The hard-R insanity is in full effect through Babylon’s 188-minute runtime, and the film’s debauchery and frenetic energy has surprised critics, who’ve offered some colorful early reactions. “Babylon works best when it feels like the people who made the movie were doing as much cocaine as the people they were making it about,” wrote Indiewire’s David Ehrlich.

The parties felt real, Pitt acknowledged

“It was hard not to feel [the manic energy],” Calva says. “It was just hard not to get so immersed into it.”

“And also [with] the sheer ambition of what everyone was trying to accomplishment, [we] were moving so fast,” Robbie says. “Which I think is why everything [has] a pretty heightened energy as well.”

“Damien was really brilliant in setting the scene for us, and just setting the environment,” says Jovan Adepo, who plays the trumpet player-turned-screen star Sidney Palmer. “You need that energy.”

Chazelle laughed when told of the “cocaine” comment.

“I'll take it as a compliment, I guess,” he says. “It's like the movie created its own drug, fever-dream energy, such that — and I'm not sure, maybe certain people were under the influence, but at least as far as I know, we were technically sober.
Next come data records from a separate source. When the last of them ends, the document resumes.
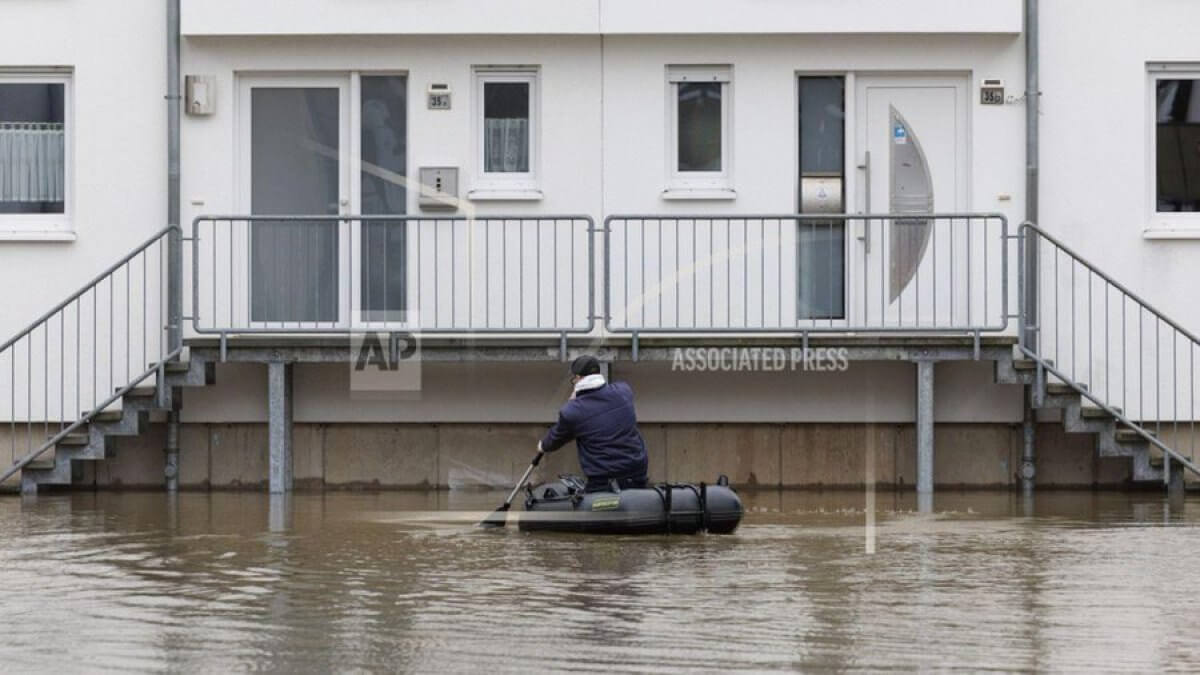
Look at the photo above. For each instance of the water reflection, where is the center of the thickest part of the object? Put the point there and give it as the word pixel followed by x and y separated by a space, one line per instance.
pixel 401 580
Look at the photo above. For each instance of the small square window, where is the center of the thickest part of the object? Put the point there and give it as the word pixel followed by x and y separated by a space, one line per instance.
pixel 507 135
pixel 34 155
pixel 1177 144
pixel 700 153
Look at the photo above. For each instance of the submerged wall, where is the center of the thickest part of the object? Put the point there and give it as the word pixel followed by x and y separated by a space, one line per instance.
pixel 472 455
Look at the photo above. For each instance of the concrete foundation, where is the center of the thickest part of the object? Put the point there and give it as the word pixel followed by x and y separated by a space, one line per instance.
pixel 400 457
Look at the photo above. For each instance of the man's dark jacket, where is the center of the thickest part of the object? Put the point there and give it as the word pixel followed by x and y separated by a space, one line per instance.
pixel 604 426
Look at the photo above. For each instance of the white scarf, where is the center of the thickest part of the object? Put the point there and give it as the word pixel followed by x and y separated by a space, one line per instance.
pixel 589 382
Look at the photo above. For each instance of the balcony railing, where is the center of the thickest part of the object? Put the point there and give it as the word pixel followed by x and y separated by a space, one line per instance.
pixel 945 273
pixel 437 275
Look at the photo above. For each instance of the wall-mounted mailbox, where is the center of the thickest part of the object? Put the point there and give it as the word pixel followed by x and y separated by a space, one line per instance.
pixel 439 187
pixel 199 95
pixel 821 193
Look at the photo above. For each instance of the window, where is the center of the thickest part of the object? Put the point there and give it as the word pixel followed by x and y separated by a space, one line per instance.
pixel 507 135
pixel 1177 144
pixel 384 163
pixel 700 154
pixel 822 244
pixel 34 155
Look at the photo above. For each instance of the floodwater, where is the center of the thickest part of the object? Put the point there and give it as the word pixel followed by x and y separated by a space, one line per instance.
pixel 402 581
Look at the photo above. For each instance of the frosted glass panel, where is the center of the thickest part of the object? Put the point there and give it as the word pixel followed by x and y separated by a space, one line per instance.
pixel 700 126
pixel 294 171
pixel 384 274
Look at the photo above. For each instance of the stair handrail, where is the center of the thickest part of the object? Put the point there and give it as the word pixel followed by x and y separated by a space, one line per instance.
pixel 1029 324
pixel 89 285
pixel 83 416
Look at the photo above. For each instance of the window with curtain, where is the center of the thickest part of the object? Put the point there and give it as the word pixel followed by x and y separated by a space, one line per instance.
pixel 507 131
pixel 699 119
pixel 507 126
pixel 33 147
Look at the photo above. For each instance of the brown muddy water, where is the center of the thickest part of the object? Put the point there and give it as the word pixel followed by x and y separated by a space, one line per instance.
pixel 402 581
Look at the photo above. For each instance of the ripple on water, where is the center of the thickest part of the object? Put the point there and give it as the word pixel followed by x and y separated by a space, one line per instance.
pixel 1080 581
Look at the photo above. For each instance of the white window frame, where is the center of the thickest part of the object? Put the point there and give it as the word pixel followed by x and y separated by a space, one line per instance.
pixel 47 227
pixel 700 185
pixel 1164 225
pixel 507 185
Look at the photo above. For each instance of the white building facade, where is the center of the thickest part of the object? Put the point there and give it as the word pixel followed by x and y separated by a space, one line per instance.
pixel 622 142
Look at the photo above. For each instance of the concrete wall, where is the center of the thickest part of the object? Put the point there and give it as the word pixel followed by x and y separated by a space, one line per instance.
pixel 1097 130
pixel 473 455
pixel 533 393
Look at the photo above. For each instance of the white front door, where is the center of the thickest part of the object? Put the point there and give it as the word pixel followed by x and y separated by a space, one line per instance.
pixel 295 143
pixel 911 138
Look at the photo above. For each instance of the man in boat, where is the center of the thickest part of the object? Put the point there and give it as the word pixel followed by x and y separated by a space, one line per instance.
pixel 600 418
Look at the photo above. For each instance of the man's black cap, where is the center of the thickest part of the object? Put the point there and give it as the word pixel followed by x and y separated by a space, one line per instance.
pixel 586 365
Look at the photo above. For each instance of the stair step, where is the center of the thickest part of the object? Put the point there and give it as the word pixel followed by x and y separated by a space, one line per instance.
pixel 1131 436
pixel 173 368
pixel 108 416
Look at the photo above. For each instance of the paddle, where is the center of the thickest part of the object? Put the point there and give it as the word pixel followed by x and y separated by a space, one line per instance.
pixel 501 517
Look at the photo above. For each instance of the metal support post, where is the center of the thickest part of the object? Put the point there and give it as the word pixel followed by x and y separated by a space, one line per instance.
pixel 1029 441
pixel 279 393
pixel 925 426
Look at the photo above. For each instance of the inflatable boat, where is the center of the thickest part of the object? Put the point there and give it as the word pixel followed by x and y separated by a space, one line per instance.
pixel 563 506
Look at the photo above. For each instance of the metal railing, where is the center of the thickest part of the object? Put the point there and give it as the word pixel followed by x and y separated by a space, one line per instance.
pixel 1111 346
pixel 432 274
pixel 85 353
pixel 945 273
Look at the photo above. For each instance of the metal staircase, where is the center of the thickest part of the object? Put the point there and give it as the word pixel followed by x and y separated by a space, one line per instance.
pixel 1108 359
pixel 99 365
pixel 94 366
pixel 1113 437
pixel 91 442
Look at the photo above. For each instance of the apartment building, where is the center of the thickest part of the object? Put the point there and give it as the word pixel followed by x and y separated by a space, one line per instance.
pixel 793 226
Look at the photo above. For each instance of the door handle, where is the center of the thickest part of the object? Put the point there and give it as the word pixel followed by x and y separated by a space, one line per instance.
pixel 865 167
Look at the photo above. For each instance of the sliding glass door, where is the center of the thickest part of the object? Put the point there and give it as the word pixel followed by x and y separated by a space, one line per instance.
pixel 324 145
pixel 295 135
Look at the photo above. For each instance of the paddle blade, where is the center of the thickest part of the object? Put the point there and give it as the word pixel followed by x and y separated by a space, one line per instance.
pixel 499 518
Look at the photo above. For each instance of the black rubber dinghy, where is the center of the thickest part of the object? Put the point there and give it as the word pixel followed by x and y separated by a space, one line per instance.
pixel 562 506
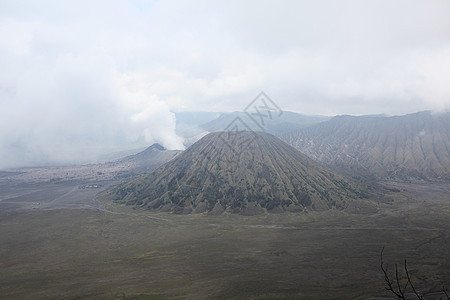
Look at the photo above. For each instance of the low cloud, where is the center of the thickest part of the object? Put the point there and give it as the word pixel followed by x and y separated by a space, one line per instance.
pixel 81 78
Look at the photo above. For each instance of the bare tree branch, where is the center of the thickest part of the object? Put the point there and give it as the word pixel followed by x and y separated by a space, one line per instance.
pixel 410 283
pixel 444 290
pixel 388 280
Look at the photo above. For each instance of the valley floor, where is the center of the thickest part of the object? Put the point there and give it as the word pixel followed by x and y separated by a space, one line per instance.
pixel 56 241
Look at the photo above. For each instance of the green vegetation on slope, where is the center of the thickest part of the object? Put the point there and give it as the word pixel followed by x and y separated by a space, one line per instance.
pixel 244 172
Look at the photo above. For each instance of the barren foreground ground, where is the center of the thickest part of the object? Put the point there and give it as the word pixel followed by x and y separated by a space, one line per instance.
pixel 58 242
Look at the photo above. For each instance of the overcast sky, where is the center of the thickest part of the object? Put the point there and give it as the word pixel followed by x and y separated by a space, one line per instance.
pixel 79 77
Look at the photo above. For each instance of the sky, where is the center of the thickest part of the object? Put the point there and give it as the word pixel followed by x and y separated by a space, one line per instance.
pixel 80 78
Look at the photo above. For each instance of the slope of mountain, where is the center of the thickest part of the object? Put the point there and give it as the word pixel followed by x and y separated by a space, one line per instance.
pixel 244 172
pixel 414 146
pixel 288 121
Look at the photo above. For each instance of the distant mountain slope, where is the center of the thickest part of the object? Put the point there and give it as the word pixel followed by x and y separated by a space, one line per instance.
pixel 147 160
pixel 414 146
pixel 243 172
pixel 127 167
pixel 288 121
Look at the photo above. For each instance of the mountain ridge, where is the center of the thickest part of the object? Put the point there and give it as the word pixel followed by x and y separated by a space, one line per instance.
pixel 243 172
pixel 409 147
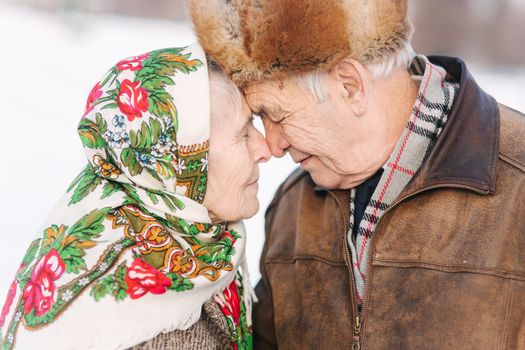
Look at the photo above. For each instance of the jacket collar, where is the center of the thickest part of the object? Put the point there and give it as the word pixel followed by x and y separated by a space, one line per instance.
pixel 466 152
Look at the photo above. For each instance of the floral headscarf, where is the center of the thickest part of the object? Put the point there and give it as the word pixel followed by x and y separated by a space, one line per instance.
pixel 129 251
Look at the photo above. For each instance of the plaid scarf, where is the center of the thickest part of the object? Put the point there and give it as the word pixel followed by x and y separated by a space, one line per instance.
pixel 429 115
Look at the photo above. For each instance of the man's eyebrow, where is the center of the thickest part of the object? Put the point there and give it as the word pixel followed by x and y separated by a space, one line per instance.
pixel 249 121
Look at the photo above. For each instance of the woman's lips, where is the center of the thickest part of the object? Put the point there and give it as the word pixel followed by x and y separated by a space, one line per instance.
pixel 304 161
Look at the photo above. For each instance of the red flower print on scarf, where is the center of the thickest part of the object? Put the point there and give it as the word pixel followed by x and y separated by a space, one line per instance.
pixel 142 278
pixel 7 306
pixel 40 292
pixel 132 63
pixel 229 236
pixel 232 308
pixel 132 99
pixel 94 95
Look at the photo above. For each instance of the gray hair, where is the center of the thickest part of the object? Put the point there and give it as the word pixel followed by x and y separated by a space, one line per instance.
pixel 314 82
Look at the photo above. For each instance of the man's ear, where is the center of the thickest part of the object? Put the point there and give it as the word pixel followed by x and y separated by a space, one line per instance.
pixel 353 84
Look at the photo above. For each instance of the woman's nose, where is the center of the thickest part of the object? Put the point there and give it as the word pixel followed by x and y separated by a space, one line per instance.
pixel 274 137
pixel 261 150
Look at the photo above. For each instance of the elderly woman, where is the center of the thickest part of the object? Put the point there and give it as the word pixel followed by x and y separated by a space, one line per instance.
pixel 145 250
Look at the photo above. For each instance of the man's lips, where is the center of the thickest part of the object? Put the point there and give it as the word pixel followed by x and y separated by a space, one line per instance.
pixel 253 182
pixel 303 161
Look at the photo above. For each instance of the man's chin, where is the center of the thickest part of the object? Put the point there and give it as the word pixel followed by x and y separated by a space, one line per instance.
pixel 325 181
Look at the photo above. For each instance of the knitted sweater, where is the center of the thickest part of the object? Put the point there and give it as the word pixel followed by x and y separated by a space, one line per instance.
pixel 210 332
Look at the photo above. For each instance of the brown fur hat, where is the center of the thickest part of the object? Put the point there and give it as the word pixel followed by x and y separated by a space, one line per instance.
pixel 259 39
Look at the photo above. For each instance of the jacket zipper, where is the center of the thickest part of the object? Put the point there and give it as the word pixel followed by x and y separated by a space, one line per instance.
pixel 357 321
pixel 356 341
pixel 357 329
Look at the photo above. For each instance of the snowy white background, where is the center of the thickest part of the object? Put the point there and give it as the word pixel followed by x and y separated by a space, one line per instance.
pixel 49 63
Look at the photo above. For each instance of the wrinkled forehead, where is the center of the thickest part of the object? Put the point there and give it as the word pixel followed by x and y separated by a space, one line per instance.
pixel 271 97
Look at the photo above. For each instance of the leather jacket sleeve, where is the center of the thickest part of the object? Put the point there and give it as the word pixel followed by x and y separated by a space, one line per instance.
pixel 263 324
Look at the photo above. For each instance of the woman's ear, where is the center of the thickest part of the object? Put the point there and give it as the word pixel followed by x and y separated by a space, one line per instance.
pixel 353 83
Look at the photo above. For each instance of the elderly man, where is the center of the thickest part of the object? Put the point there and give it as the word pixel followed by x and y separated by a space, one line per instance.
pixel 405 227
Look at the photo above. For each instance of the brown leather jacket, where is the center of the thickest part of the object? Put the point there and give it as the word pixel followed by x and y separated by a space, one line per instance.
pixel 447 266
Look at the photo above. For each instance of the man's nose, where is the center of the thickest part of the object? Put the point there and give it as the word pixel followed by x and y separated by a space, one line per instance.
pixel 275 137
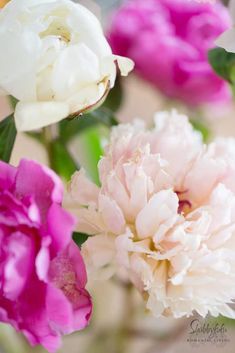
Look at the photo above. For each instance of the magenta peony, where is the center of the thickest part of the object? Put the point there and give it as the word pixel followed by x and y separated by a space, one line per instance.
pixel 164 216
pixel 42 274
pixel 169 41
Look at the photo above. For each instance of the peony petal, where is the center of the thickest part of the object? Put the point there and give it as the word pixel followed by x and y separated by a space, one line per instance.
pixel 35 115
pixel 160 207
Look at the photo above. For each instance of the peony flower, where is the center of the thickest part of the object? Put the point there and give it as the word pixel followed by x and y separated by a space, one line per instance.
pixel 164 216
pixel 42 275
pixel 55 60
pixel 169 41
pixel 3 2
pixel 227 39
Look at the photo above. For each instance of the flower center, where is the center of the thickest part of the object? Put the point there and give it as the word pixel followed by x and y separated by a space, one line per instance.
pixel 57 29
pixel 184 204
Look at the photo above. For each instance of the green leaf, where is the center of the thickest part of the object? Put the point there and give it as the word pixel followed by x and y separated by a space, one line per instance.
pixel 61 160
pixel 7 137
pixel 13 101
pixel 80 238
pixel 223 63
pixel 69 128
pixel 115 97
pixel 92 149
pixel 202 128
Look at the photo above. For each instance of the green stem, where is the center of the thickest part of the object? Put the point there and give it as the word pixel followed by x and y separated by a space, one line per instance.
pixel 48 142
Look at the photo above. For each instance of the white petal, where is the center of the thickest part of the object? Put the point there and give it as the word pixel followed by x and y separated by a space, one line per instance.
pixel 125 65
pixel 32 116
pixel 75 68
pixel 227 40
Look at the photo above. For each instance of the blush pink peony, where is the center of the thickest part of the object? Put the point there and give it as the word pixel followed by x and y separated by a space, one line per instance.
pixel 169 41
pixel 165 215
pixel 42 274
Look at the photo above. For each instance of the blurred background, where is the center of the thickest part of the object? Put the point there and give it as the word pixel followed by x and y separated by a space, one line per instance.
pixel 120 323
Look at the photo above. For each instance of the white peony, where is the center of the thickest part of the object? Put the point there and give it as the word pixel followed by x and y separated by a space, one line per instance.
pixel 55 60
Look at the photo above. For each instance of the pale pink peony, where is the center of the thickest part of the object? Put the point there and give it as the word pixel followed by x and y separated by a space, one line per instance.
pixel 164 214
pixel 42 274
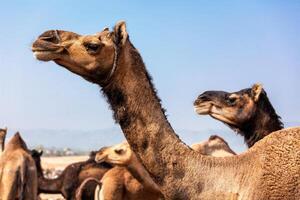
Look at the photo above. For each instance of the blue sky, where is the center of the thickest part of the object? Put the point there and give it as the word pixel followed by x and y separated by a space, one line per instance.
pixel 188 47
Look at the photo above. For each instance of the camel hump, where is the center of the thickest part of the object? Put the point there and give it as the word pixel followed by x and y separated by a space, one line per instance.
pixel 16 142
pixel 216 137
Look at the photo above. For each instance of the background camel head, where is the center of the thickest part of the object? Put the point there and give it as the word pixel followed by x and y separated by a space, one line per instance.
pixel 119 154
pixel 214 146
pixel 91 56
pixel 234 108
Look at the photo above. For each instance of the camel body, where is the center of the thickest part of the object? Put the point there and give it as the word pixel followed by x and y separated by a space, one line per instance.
pixel 111 61
pixel 72 176
pixel 248 112
pixel 17 171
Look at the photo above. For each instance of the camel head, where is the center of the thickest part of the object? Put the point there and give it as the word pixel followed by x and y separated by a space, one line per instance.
pixel 234 108
pixel 119 154
pixel 3 131
pixel 16 142
pixel 94 57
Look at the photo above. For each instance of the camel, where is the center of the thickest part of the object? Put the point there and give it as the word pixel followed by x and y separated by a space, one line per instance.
pixel 214 146
pixel 2 139
pixel 84 185
pixel 134 179
pixel 71 178
pixel 122 155
pixel 18 176
pixel 268 170
pixel 248 112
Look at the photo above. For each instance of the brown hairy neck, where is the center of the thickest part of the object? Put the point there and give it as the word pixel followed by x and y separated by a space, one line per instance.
pixel 138 111
pixel 51 186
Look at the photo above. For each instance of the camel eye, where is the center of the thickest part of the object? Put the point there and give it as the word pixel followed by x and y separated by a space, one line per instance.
pixel 119 151
pixel 92 47
pixel 231 100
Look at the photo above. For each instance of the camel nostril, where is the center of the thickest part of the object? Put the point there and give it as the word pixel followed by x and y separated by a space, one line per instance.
pixel 203 97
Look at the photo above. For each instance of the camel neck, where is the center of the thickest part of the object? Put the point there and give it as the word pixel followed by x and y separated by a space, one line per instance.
pixel 261 125
pixel 138 110
pixel 2 140
pixel 140 173
pixel 51 186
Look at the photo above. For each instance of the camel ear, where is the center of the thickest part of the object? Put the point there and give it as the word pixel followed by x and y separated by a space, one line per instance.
pixel 256 90
pixel 121 34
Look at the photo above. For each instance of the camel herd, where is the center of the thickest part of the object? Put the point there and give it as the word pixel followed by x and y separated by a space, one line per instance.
pixel 153 163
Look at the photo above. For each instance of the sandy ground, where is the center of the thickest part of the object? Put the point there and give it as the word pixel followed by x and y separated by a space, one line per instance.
pixel 58 163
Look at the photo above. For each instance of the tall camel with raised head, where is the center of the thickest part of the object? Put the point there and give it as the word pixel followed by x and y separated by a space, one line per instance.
pixel 18 176
pixel 110 60
pixel 248 112
pixel 2 139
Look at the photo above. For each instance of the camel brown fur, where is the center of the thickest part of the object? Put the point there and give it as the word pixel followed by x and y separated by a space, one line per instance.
pixel 2 139
pixel 214 146
pixel 248 111
pixel 83 185
pixel 72 176
pixel 121 155
pixel 269 170
pixel 18 175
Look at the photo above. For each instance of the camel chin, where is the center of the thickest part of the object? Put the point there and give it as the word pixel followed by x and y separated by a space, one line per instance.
pixel 44 55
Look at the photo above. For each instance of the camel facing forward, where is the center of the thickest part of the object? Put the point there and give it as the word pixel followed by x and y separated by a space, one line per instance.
pixel 71 178
pixel 110 60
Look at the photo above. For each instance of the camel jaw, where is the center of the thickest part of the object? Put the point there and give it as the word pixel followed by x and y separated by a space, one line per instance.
pixel 203 108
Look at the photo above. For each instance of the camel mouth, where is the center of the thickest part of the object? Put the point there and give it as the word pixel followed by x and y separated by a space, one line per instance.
pixel 203 108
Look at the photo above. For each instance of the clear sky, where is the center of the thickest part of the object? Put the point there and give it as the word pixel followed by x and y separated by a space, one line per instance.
pixel 188 47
But we were all getting high on the movie. We were all getting drunk and high as hell on just what was going on around us … You pack 300 people, half of whom are naked, into a room with music blasting, and you do it over and you're in there all day long. You forget what hour of day it is. You sort of forget where you are.

“You disappear into that period. And you have someone like Margot Robbie dancing her head off, take after take. You've got Brad Pitt, you've got Jean Smart. You've got these sort of larger-than-life people in there, and you've got the band playing live. The whole thing kind of felt like a party. It felt like a circus.”

Babylon opens in theaters nationwide Dec. 23.